The opening of school this year introduced an exciting new space to the UPrep community: our transformed Commons. Construction that started last May reached its end just before Labor Day, thanks to the effort and organization of our staff, architect, and construction teams.
Four years ago, the school comprehensively reviewed the campus, created a list of remodel and new construction projects that would improve the student experience, and then rank ordered them. Transforming the Commons rose to the top of the list, because it met several goals.

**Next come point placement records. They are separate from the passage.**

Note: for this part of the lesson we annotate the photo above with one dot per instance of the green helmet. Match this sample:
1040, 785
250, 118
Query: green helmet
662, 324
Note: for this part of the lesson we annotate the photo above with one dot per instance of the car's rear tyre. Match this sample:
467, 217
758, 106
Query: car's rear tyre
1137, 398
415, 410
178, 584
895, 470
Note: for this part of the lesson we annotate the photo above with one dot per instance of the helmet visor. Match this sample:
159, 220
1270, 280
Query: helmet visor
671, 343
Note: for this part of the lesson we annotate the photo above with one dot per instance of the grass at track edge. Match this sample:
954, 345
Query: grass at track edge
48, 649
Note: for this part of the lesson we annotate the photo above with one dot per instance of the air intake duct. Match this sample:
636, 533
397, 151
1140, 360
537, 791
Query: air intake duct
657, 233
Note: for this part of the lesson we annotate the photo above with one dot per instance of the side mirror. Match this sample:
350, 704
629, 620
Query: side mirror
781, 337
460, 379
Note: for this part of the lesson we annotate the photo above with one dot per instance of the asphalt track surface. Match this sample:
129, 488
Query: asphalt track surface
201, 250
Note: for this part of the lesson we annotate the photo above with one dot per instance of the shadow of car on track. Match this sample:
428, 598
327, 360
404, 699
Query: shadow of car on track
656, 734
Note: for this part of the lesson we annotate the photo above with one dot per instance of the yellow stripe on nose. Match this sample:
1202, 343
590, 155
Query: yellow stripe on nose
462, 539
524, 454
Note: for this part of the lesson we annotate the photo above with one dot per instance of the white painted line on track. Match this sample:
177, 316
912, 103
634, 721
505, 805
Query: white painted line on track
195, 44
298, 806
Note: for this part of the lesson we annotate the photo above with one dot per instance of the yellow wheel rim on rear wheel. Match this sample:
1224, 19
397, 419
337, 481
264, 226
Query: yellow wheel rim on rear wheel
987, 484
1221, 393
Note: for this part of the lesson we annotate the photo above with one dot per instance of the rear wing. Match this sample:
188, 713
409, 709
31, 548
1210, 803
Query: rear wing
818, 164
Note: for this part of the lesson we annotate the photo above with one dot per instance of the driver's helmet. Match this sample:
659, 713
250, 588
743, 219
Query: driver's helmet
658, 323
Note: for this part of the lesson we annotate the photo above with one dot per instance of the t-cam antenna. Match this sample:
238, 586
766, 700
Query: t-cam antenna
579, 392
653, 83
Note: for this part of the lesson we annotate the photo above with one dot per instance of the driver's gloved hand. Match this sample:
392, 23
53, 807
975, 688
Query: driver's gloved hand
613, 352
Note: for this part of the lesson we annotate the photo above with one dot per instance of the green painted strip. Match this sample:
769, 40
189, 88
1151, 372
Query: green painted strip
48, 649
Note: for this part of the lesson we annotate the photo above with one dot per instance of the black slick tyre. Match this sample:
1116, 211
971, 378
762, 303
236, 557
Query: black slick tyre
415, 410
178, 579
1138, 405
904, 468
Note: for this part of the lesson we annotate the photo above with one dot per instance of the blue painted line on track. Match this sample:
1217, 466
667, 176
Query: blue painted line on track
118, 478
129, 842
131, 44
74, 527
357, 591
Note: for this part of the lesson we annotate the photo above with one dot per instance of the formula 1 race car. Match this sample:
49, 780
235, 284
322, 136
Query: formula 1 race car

- Improve the character of the Commons
- Use space more flexibly
- Provide more space for a growing student body
- Upgrade and grow the kitchen
We improved the character of the space in several ways. When you walk in, you immediately notice a full wall of windows looking onto the Picardo Patch, the original and largest community garden in Seattle. This view was previously restricted to offices located along this wall. The second big change is the lighting: brighter and whiter than other spaces. Finally, enlarging the Commons makes it possible to have many different kinds of furniture: four-tops, long tables, high seating, the above pictured “farm” table, and soft, casual seating.
We also designed the Commons for flexibility, so that the limited space we have can be used for different activities throughout the day. The large room, flexible seating, and versatile displays support hosting events here. The Commons Meeting Room (not pictured) has large, sliding, glass doors so that it can integrate with the Commons during meals and events and close for meetings and classes.
Some features in the new Commons got a big upgrade. The new bathroom block features individual, private, gender-neutral stalls. The kitchen is modern, well-sized, and thoughtfully laid out. The display screens are coordinated and controlled using Raspberry Pi devices and touch pads. Wireless network and video connectivity exists throughout.
Beyond the Commons, we also installed flexible partitions between two pairs of classrooms in another building. Along with the Commons meeting room, these allow us to try three different ways to create a double-sized classroom, to inform how we design such spaces in the future. Larger spaces are essential to support intensive classes, class meetings, and special program days.
These changes did introduce new inconveniences. Since we could not add square footage during this phase of the project, we had to relocate some offices to different parts of the building. The staff room, College Counseling, and Makerspace were all affected. The latter two of these will ultimately gain brand new spaces when we build the second project on our list across the street.
Opening the transformed Commons generated new excitement and momentum, to build on the big changes we made to the school program in the last few years, and look forward to future construction and program development in the future.